The missing under the driving conditions you discribe is likely one coil.
It is not a hard fault so will not set a code because the PCM cancels the fault's short term 'miss' count history.
The coil likely has intermittant turns shorting causing low output voltage to the plug.
The missfire is caused by a very lean mixture under cruise conditions when the EGR is called to open.
Under these conditions, the voltage required to fire rises sharply and fails..
Since no code is set to tell you what cylinder is at fault, you need to either sub one coil position at a time, have all the coils stress tested or use a good scanner to trap the fault when it ocurrs during a drive cycle or possibly look at each cylinder's history with a high end scanner (not a reader) looking for an indication.

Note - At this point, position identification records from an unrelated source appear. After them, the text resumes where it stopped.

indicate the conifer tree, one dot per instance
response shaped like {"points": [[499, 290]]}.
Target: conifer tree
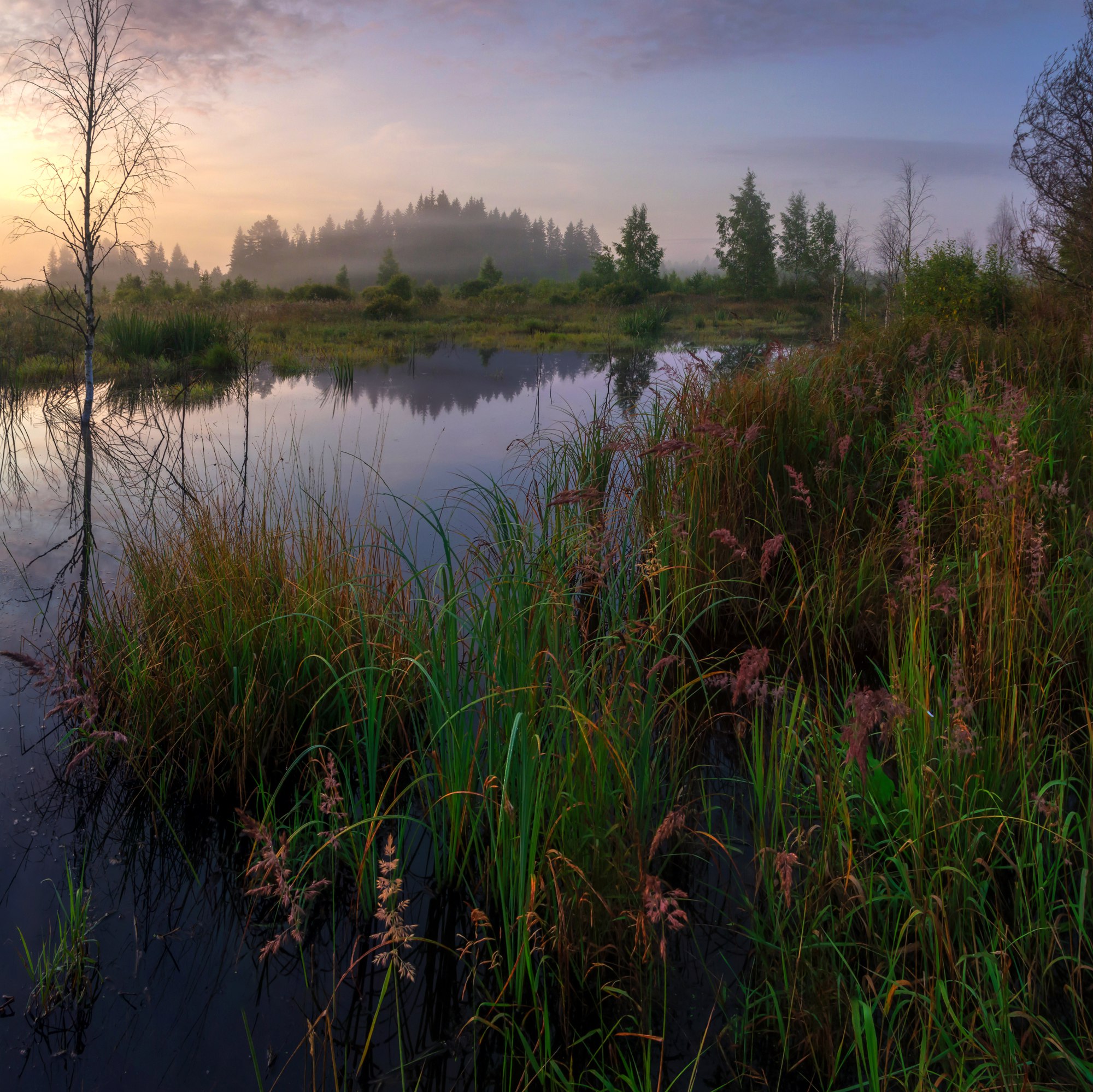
{"points": [[746, 243], [389, 267], [490, 273], [824, 245], [794, 241], [639, 249]]}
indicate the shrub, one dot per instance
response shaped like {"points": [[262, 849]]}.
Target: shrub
{"points": [[621, 294], [401, 285], [218, 357], [324, 293], [472, 288], [427, 294], [644, 321], [385, 305]]}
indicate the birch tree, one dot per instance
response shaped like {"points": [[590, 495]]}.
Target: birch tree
{"points": [[89, 80]]}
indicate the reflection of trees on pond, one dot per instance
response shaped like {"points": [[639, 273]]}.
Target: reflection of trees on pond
{"points": [[629, 371]]}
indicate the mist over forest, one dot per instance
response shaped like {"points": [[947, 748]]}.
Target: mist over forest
{"points": [[438, 238]]}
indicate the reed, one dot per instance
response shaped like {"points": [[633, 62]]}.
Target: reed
{"points": [[819, 623]]}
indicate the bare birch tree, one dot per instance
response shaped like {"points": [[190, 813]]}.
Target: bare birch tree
{"points": [[850, 259], [1053, 149], [90, 80], [888, 247], [1005, 232], [910, 208]]}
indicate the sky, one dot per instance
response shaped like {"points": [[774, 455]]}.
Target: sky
{"points": [[568, 108]]}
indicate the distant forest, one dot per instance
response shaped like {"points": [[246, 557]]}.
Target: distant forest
{"points": [[437, 239]]}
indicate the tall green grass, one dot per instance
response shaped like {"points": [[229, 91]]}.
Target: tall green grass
{"points": [[179, 334], [837, 604]]}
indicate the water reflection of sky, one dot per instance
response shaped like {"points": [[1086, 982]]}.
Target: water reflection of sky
{"points": [[174, 1013]]}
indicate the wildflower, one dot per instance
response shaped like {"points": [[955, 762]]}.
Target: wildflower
{"points": [[331, 799], [662, 664], [800, 489], [871, 709], [748, 682], [115, 737], [274, 881], [574, 496], [771, 551], [34, 668], [397, 936], [1044, 806], [663, 906], [728, 539], [784, 866], [672, 825], [753, 434], [674, 447]]}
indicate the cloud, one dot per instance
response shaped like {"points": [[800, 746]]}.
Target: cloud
{"points": [[873, 157], [216, 39]]}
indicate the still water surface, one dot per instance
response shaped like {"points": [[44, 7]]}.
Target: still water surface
{"points": [[183, 987]]}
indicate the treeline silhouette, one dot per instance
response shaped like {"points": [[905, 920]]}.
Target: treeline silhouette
{"points": [[438, 239]]}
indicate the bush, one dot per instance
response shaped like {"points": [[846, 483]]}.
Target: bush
{"points": [[427, 294], [644, 322], [401, 285], [385, 305], [953, 284], [323, 293], [621, 294], [219, 357], [509, 295], [472, 288]]}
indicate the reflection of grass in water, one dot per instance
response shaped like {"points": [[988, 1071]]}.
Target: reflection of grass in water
{"points": [[65, 972], [861, 571]]}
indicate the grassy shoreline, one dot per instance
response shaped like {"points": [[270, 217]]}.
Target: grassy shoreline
{"points": [[861, 572]]}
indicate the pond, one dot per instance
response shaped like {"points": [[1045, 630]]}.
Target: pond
{"points": [[185, 1002]]}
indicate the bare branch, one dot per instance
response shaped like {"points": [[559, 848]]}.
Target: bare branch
{"points": [[89, 79]]}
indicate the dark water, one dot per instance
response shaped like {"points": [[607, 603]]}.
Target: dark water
{"points": [[184, 995]]}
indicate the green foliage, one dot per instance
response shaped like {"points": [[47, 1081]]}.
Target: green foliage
{"points": [[489, 274], [468, 290], [133, 334], [640, 251], [746, 243], [65, 972], [951, 284], [386, 305], [402, 285], [219, 358], [824, 258], [794, 241], [644, 322], [389, 267], [319, 293], [180, 334], [427, 294]]}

There you have it. Not an easy way to solve the issue but you know what is involved and what can be done.
Cleaner is not "fixing" a coil.
It will however change the air/fuel ratio by vertue of it's effects within the gasoline mix.
Other things that happen is the PCM can re-adjust the fuel amount as a reaction of the OX sensors to the addition of the cleaner to the gas.
If the coil is at all temperature sensitive, then anything can happen in any sequence at anytime.
Just don't make the mistake of jumping on circumstantial evidence of what appears as a link to the trouble.
Many owners in simular trouble as you, change plugs that seemed to clear the issue only to have it come back again after several hundred miles, then really get confused over a faulty coil.
What happens in that case is the new plugs are easier to fire when new but quickly fall back to the old level of operation the original coil fault cannot fire again. Missing returns.
The original problem was just a coil as indicated by the specific conditions under which the miss shows up.
Complicated isn't it?
Napa, Autovalue(Canada), online at rpm, they have some performance ones, if you're running any other engine mods. Just about any decent autoparts shop will sell them or just go online, or buy from dealer, maybe easier that way.
Easist way I have found (although this will sound wierd) is to drive the truck and force the misfire consistently enough for the code to set. Get it into a lug mode with the misfire and hold it there. Truck will buck and act like crazy and you think this can't be good. But it will continue the misfire long enough for the computer to set the code. P030x will be the code. x is the cylinder number. Numbers are 1 - passenger front. 4 - passenger rear. 5 - drivers front. 8 - drivers rear. One COP will cost you about $40.00 or so at the local parts store.
Sorry to revive a dead thread but I'm having this exact same problem with 2007 5.4 triton. Started with knock sensor. Had it and plugs done. Could be noted one of the plugs was bad and it took us awhile to figure that out. Put a new set of Accel coil packs on after that bc one was bad. Immediately had a sulfur/gas type smell through the AC vents. It got worse, then truck started missing. Took Accels off and put stock back on. Evened out, except for previous miss, and the smell instantly went away. I brought the Accels back and ordered a set of COPs online for cheaper. Installed them and fixed the miss for about a week. Then it came back. It's at low idle, just like OP. It's still present, but more RPMs I guess it's just less noticeable. Like I said, it ran fine for a week, and I'm curious if something can be causing the COPs to go bad, or do I just have bad luck? I was thinking injectors, but with no code, that's a pretty expensive shot in the dark. Maybe I will take one of the originals and start swapping to see if it goes away. My luck, I will grab the bad one.